GalComm is an Israel based domain registrar. However, Moshe Fogel the owner of the GalComm has made his statement to “Reuters” in an email conversation, where he revealed that -“GalComm is not involved and is not in complicity with any Malicious activity whatsoever”.
Google Chrome Web store continues to deal with this every time..
This is not the first time that something like this happened, bad browser extensions has always been a huge problem for Google Chrome web store. Earlier this February, Google removed 500 such extensions which had malware programmed inside it and the job of these 500 Google chrome browser extensions was to serve ads and send the user’s browser activity to the servers controlled by the attacker/mastermind.
Then again in April the search engine giant again got rid of 49 such extensions from its web store, that masqueraded themselves as cryptocurrency wallets to steal Keystore information..

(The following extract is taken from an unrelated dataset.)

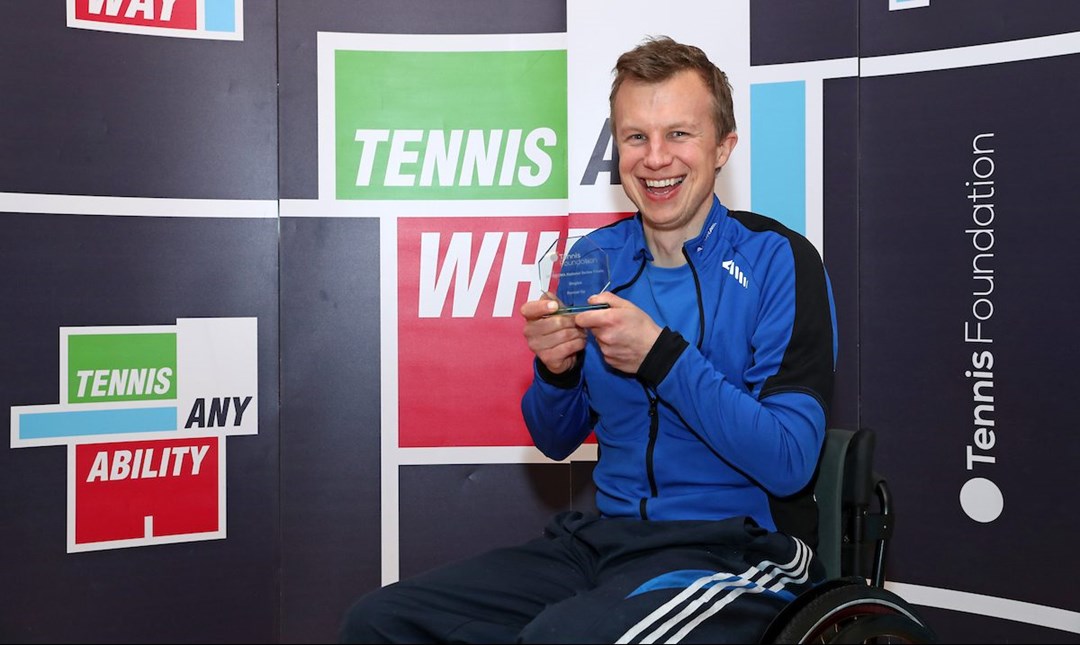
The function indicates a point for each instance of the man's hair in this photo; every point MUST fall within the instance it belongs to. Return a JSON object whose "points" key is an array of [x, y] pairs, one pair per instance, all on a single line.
{"points": [[659, 58]]}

Original report by – Awake security
It is advised to those who’re reading this article, Don’t download Google chrome extensions unless and until you want to use them for something important. However, if you want to download one, then always do a bit of Google search on the thing you’re downloading to make sure that the extension which you’re downloading is legitimate.
Even though the hacker/attacker is using “Fake reviews” and “Fake ratings” and “Deletes the negative reviews” (True reviews) to trick you, users on other forums and websites would definitely post reviews to warn other people. So make sure, that every single time you download a Google Chrome extension, you download it with a bit of research so you can remain on the safer side.